Past tense, over, done with, happened once -- get it? The statement speaks about
the creation of life by inorganic patterns, a beginning response to DQ.
> You keep saying "I can't answer these questions", but that's simply avoidance.
I don't say that. I say read Chapter 11 of Lila. There you will find your answers.
> As to "when a cat became a cat", its a matter of biological evolution. There
> was a time when a given pattern was not a cat, and a time when it was. The
> difference is biological.
Can a "given patten" be both a cat and not a cat. I don't so.

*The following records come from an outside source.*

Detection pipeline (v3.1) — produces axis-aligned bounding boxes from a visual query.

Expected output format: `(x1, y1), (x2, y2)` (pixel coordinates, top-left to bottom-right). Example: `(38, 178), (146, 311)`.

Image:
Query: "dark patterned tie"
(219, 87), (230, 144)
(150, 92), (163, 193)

> And it is that "difference" which you can't answer at all from your view. Could
> animals ever respond to DQ? That's a simple yes or no. If they could, what was
> the difference between "animals then" and "animals now"? All this avoidance is
> simply to give "man" some false transcendence of the cosmos.
Only in your mind. But that man is higher in the moral hierarchy there is no doubt.
> You say quite adamantly that "animals can not respond to DQ". I ask "could they
> ever?". Speculate on how they differed? You avoid this because the only answer
> that makes any sense is that they could respond to DQ biologically then just as
> they can now. The difference in man is not "responding to DQ", but "responding
> to DQ from the vantage of the social and intellectual levels of which his
> "self" is constructed".
Boy, you do go off on tangents and come to weird conclusions don't you, ascribing
all sorts of devious motives to me.
> Because if it is some biological trait that sets man apart, then animals NOR
> ANYTHING ELSE could have ever responded to DQ. And if animals could have
> repsonded to DQ at one time, then they must have had the biology to enable
> this. Did they lose it? And again, how did they behave any differently?
Who said anything about a biological trait setting man apart? Ever here of
the social and intellectual levels, much less the passage of time?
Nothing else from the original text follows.